After leaving Bruce in the Pit, Bane returns to Gotham and goes public with his plans, beginning with the assassination of Mayor Garcia. The Mayor in The Cult met a similar explosive fate when he was killed by the blast from a car bomb.
This plot point in the comic and the movie may also have been influenced by The Dark Knight Returns, in which the Mutant Leader slaughters the Mayor when he tries to negotiate with him in his prison cell.
After the Mayor's death, Bane arrives on the football field to announce his plans. His objective to finish Ra's al Ghul's campaign against Gotham is similar to the plot of Chuck Dixon's Batman: Bane (May 1997), a one shot that rounded off the Legacy story arc.
In the comic, Bane plans to destroy Gotham by overloading the reactor core of a nuclear power plant. As in the movie, the nuclear core in the comic was meant to be an energy source, but Bane repurposes it into a bomb.
Bruce in the story is aware of its capabilities due to Wayne Enterprises having made similar progress in clean energy. In the movie, the nuclear device actually comes from Bruce's own company.
In both stories, Bane gives a public ultimatum to the city, threatening doom if they do not comply with his demands.
As in the movie, this is merely a distraction.

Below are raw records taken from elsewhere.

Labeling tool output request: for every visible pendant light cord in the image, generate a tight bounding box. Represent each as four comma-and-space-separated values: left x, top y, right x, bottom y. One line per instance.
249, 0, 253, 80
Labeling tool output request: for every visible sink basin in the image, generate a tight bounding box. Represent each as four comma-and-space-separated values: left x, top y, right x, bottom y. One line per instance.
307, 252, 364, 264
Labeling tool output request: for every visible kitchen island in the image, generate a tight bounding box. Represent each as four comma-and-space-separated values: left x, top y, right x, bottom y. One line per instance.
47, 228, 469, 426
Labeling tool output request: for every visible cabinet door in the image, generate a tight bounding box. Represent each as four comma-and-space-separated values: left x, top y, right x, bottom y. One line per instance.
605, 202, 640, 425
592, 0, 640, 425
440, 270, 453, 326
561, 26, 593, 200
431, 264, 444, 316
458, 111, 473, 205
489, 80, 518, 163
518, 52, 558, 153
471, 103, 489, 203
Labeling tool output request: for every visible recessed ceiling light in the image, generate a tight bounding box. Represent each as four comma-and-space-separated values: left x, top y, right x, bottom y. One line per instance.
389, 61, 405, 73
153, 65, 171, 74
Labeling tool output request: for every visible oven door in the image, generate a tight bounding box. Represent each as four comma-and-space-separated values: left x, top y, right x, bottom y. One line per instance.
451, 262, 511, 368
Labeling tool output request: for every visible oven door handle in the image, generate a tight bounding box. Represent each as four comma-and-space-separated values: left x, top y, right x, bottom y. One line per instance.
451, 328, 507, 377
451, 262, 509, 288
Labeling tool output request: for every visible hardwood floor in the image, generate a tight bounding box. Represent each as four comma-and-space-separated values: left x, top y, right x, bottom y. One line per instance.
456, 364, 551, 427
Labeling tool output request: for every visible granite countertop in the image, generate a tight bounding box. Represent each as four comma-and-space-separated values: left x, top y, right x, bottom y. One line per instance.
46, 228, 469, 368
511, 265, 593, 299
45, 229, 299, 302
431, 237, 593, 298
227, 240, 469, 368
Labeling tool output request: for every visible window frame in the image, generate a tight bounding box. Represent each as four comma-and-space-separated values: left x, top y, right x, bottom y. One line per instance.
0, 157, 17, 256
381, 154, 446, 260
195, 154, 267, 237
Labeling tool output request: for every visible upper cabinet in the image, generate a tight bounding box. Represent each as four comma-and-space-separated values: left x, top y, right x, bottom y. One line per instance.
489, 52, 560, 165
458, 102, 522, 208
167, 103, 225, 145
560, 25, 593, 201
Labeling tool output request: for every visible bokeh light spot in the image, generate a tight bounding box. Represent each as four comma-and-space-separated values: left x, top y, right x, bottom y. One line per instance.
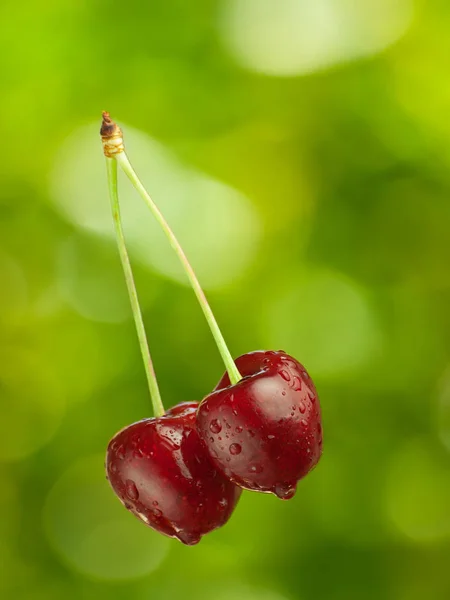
44, 455, 170, 580
0, 250, 28, 326
437, 367, 450, 452
261, 270, 380, 377
58, 234, 140, 323
221, 0, 412, 77
386, 440, 450, 542
0, 347, 65, 461
51, 123, 261, 288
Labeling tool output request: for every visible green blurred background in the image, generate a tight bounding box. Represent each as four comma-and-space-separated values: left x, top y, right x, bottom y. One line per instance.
0, 0, 450, 600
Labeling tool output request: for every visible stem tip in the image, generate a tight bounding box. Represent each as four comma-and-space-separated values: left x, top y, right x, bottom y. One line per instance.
100, 111, 124, 158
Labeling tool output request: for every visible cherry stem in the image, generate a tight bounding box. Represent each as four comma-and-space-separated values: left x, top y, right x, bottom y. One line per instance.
114, 141, 242, 384
103, 155, 165, 417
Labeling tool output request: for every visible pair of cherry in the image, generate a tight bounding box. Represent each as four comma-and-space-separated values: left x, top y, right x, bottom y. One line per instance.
106, 351, 322, 544
101, 113, 322, 545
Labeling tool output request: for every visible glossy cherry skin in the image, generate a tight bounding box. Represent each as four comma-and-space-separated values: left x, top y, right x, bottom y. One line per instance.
197, 350, 322, 500
106, 402, 241, 545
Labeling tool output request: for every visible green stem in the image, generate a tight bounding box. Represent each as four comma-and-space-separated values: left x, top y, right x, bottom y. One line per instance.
106, 158, 165, 417
115, 152, 242, 384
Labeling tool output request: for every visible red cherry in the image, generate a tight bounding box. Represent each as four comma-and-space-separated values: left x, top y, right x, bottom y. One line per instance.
106, 402, 241, 545
197, 350, 322, 500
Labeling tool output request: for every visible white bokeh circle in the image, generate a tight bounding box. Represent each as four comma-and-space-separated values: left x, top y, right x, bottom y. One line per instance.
219, 0, 413, 77
44, 455, 170, 581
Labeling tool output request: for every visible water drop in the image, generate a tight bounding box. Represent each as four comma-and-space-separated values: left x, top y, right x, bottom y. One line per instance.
230, 444, 242, 456
125, 479, 139, 500
273, 483, 296, 500
292, 377, 302, 392
209, 419, 222, 433
176, 530, 201, 546
248, 464, 264, 473
280, 369, 291, 381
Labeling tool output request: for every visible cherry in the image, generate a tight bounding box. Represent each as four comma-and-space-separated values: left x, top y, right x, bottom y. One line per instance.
197, 350, 322, 500
106, 402, 241, 545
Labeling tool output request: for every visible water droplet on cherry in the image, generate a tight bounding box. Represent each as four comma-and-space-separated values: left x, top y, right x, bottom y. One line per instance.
280, 369, 291, 381
209, 419, 222, 433
248, 464, 264, 473
273, 483, 296, 500
292, 377, 302, 392
125, 479, 139, 500
230, 444, 242, 456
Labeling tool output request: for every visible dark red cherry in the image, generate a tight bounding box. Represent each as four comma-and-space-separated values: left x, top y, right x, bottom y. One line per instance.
106, 402, 241, 545
197, 350, 322, 500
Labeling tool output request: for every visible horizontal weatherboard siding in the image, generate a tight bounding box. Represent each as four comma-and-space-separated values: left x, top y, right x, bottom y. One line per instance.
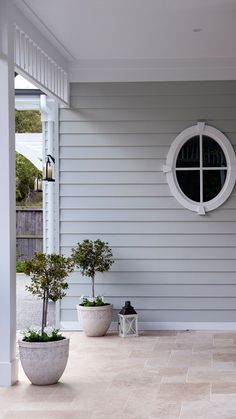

Bane fully intends to detonate the core anyway once it's ready to blow.
Bane then isolates Gotham from the rest of the world; destroying bridges, putting up barricades, and threatening anyone who tries to enter the city or oppose his plans.
Once again, his actions are quite similar to Deacon Blackfire's in The Cult.
Blackfire, like Bane in the movie, also encourages his followers to execute the wealthy and powerful, leading to riots and murders in the streets. While Nolan has cited A Tale of Two Cities as the inspiration for the class warfare element of his film, The Cult explores similar revolutionary ideas of the poor rising up against the rich and well-to-do.
In both stories Batman is absent for an extended period of time, leaving his enemies to rule Gotham. The villains execute anyone who defies them and hang their bodies in public as a warning to others.
The government attempts to intervene in the crisis.
But the military are no match for the villain's own army, and they are promptly ambushed and killed upon attempting to restore order to the city.
The No Man's Land story arc (1999) may also have influenced this part of the film. In this story Gotham is ravaged by an earthquake and cordoned off by the military. No one is allowed to enter or leave the city, and to make certain of this the army destroys all the bridges leading into Gotham. The surviving members of the Gotham City Police Department are the only ones left to enforce order as crime lords and Arkham inmates take over the streets.
Much like the movie, Bruce Wayne/Batman is absent from the city when this happens. When he returns he spray paints the Bat symbol on the Gotham streets as a means of bringing hope to the people.
This is carried over in the movie, when Blake puts up the chalk Bat symbol for the same reasons.
Lastly, Bane's breakout of Blackgate Prison is very similar to his breakout of Arkham Asylum in Doug Moench's 'The Freedom of Madness' (Batman #491, 1993) in the Knightfall story arc. In both stories he uses high-grade weapons to blow open the doors and then equips the liberated prisoners with firearms.